Power-Law: English words and many other natural phenomena are
well-known to follow a power-law distribution. Yet this ubiquitous
structure has never been shown to help compress or predict these
phenomena. It is known that the class of unrestricted distributions
over alphabet of size k and blocks of length n can never be
compressed with diminishing per-symbol redundancy, when k>n. We
show that under power-law structure, in expectation we can compress
with diminishing per-symbol redundancy for k growing as large as
sub-exponential in n.
For learning a power-law distribution, we rigorously explain the
efficacy of the absolute-discount estimator using less pessimistic
notions. We show that (1) it is adaptive to an effective
dimension and (2) it is strongly
related to the Good--Turing estimator and inherits its
competitive properties.
Low-Rank: We study learning low-rank conditional probability
matrices under expected KL-risk. This choice accentuates smoothing,
the careful handling of low-probability elements. We define a loss
function, determine sample-complexity bound for its global minimizer,
and show that this bound is optimal up to logarithmic terms. We
propose an iterative algorithm that extends classical non-negative
matrix factorization to naturally incorporate additive smoothing and
prove that it converges to the stationary points of our loss function.

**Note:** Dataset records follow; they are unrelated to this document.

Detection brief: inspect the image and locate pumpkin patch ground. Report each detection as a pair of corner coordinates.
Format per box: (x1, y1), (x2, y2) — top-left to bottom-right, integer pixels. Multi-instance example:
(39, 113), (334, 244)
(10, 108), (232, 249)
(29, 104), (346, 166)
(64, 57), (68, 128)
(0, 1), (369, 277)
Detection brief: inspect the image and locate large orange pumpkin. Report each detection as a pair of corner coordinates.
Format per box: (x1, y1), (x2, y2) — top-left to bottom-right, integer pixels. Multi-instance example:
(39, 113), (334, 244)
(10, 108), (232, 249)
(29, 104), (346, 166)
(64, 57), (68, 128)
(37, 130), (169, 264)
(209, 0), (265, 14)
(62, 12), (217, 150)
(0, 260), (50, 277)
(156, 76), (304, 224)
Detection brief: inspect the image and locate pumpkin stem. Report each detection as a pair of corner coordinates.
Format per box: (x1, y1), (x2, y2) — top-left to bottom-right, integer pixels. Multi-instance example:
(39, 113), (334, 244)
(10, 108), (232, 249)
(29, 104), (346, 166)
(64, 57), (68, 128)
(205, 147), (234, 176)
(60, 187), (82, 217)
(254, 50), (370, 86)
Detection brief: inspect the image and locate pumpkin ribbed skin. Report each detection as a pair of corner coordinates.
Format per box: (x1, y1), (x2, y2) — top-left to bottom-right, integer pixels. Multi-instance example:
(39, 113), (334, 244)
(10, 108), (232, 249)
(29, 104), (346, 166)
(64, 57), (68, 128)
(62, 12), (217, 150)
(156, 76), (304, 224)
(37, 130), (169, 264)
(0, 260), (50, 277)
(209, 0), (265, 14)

Power-Law and Low-Rank: We consider learning distributions in
the presence of both low-rank and power-law structures. We study
Kneser-Ney smoothing, a successful estimator for the N-gram language
models through the lens of competitive distribution estimation. We
first establish some competitive properties for the contextual
probability estimation problem. This leads to Partial Low Rank,
a powerful generalization of Kneser-Ney that we conjecture to have
even stronger competitive properties. Empirically, it significantly
improves the performance on language modeling, even matching the
feed-forward neural models, and gives similar gains on the task of
predicting attack types for the Global Terrorism Database.